Siga-nos

Perfil

Expresso

Internacional

Osaka quer cortar relações com São Francisco por causa de estátua de escravas sexuais

Justin Sullivan

Apesar de geminadas, a cidade japonesa de Osaka ameaça cortar uma relação de 60 anos com a norte-americana São Francisco

Osaka, no Japão, e São Francisco, nos EUA, são cidades geminadas mas estão prestes a cortar uma relação que dura há já 60 anos.

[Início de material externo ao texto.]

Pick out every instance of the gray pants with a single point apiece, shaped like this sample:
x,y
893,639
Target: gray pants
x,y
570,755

Ou pelo menos o lado japonês mostrou essa intenção, depois de o presidente da câmara de São Francisco, Edwin M. Lee, ter aprovado a colocação de uma estátua, em setembro, como homenagem às mulheres que antes e durante a Segunda Guerra Mundial foram escravas sexuais do exército nipónico.

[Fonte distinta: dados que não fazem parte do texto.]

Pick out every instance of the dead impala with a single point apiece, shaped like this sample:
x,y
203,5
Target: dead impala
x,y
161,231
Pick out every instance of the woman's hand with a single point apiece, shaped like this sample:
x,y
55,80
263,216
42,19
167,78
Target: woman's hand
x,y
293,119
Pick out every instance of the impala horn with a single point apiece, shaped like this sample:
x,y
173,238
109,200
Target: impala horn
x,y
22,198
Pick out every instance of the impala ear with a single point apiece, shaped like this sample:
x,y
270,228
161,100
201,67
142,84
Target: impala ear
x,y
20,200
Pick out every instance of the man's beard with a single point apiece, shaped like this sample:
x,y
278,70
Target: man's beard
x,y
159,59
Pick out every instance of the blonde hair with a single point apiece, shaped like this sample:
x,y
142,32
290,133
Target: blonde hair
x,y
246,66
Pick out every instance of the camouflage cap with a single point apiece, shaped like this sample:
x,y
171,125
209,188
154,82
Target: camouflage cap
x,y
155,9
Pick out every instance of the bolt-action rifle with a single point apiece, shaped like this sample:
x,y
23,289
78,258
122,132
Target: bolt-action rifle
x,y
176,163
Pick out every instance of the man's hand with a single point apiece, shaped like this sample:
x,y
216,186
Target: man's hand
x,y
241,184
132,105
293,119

Na sexta-feira, o chefe de gabinete do governo japonês, Yoshihide Suga, disse em conferência de imprensa que "a colocação de monumentos de 'mulheres de conforto' nos EUA e outros países vai contra a posição de arrependimento que o Japão tem sobre o assunto".

A estátua, instalada na Praça Saint Mary, no bairro de Chinatown em São Francisco, representa uma mulher coreana, uma chinesa e uma filipina. Estão as três de pé e de mãos dadas, sob o olhar atento de uma quarta figura mais velha, a sul-soreana Kim Hak-sun, defensora dos Direitos Humanos e a primeira mulher a falar da sua experiência como "mulher de conforto" durante a ocupação japonesa na Coreia.

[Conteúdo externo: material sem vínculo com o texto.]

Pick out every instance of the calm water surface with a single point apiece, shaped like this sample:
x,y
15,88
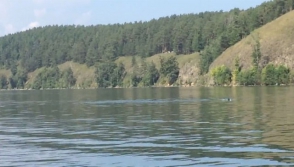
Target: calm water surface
x,y
148,127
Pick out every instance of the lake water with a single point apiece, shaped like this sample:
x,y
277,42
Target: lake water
x,y
148,127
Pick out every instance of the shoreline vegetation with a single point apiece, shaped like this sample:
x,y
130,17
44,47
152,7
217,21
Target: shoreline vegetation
x,y
174,51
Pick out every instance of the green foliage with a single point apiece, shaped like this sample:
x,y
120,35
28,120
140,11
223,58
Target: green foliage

Entre o início dos anos 30 e o final da Segunda Guerra Mundial, cerca de 200 mil mulheres foram forçadas a serem escravas sexuais. O Japão sempre negou que tivessem existido escravas sexuais no seio militar. Até 1993, ano em que várias mulheres começaram a denunciar os abusos a que estiveram sujeitas durante anos. O Japão pediu perdão pelo sucedido.

Desde essa altura, dezenas de estáttuas de homenagem às "mulheres de conforto" foram erigidas em países como a Austrália, Alemanha e agora os EUA.